At five your sense of time will be very different to the adults in the situation. It might ‘only’ be five weeks to you OP but you don’t have a five year old brain or five year old attachment needs. I think the only way this is okay is if it’s an absolute emergency… it doesn’t sound as if it is but the reason has been omitted so ???????

hypnovic · 27/02/2026 23:45

Christ thread full of judgey
velcro mums, 5 weeks is hardly a life time.my cousin is a major in the Army she isnt always home she is an incredible and extremely present mother and the children's father takes care of them with DGP help. Lots of women have lots of reasons they can't always be present.

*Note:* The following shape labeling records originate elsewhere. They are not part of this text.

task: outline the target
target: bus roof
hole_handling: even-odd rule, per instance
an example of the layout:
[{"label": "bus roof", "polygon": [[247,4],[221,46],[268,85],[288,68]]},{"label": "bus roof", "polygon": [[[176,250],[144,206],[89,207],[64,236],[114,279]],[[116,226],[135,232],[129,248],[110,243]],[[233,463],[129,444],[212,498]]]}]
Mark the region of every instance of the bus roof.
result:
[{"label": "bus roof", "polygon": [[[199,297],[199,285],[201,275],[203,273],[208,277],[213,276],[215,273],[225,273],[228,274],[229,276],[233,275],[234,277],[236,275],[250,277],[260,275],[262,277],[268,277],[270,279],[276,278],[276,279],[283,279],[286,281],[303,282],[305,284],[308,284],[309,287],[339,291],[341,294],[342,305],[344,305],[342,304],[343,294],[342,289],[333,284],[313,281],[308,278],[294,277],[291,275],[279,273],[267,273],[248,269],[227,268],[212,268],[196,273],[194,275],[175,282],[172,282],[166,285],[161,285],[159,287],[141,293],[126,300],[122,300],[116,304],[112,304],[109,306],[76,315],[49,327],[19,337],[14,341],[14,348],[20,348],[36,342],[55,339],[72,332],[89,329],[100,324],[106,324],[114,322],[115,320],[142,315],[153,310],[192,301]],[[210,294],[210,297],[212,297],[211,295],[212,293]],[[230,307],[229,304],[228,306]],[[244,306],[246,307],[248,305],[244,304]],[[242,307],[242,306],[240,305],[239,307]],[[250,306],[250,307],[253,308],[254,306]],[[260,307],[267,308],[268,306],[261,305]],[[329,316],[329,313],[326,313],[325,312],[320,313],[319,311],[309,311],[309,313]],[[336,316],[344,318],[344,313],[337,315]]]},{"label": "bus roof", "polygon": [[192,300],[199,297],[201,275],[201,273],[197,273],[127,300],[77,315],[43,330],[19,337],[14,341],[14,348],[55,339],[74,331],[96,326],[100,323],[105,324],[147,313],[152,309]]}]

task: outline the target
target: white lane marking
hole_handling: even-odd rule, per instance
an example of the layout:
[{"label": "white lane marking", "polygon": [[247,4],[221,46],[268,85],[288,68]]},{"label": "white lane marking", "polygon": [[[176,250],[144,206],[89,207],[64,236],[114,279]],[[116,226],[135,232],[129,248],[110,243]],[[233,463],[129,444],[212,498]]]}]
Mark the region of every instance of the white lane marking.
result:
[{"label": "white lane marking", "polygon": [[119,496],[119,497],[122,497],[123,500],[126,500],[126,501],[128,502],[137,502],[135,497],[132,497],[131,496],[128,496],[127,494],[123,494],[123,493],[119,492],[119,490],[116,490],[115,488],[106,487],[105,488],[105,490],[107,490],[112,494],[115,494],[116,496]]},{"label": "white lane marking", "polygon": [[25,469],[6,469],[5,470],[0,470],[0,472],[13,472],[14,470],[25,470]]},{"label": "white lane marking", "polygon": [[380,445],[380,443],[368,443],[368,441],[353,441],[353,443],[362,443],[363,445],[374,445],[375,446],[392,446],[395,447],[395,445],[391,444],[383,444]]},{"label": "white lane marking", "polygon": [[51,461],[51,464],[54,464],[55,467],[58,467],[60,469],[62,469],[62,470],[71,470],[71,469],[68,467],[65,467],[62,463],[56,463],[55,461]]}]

If you are confident Your child will be safe and cared for you are doing your job, explain everything to child before you go, wrote them some.notes maybe or leave some.pictures you drew, get matching PJs and teddy's to have one each make regular facetime calls send post card. Do some deep breathing and mediation to soothe yourself all will be well

Ilmiocompleanno · 28/02/2026 00:50

Sorry you are getting such judgmental responses on here, OP. Anyone would think you were planning to leave your son with strangers, not close family! Obviously it's not ideal to be away for 5 weeks, but you clearly have your reasons and if you know they are good enough, you don't need to justify them to others.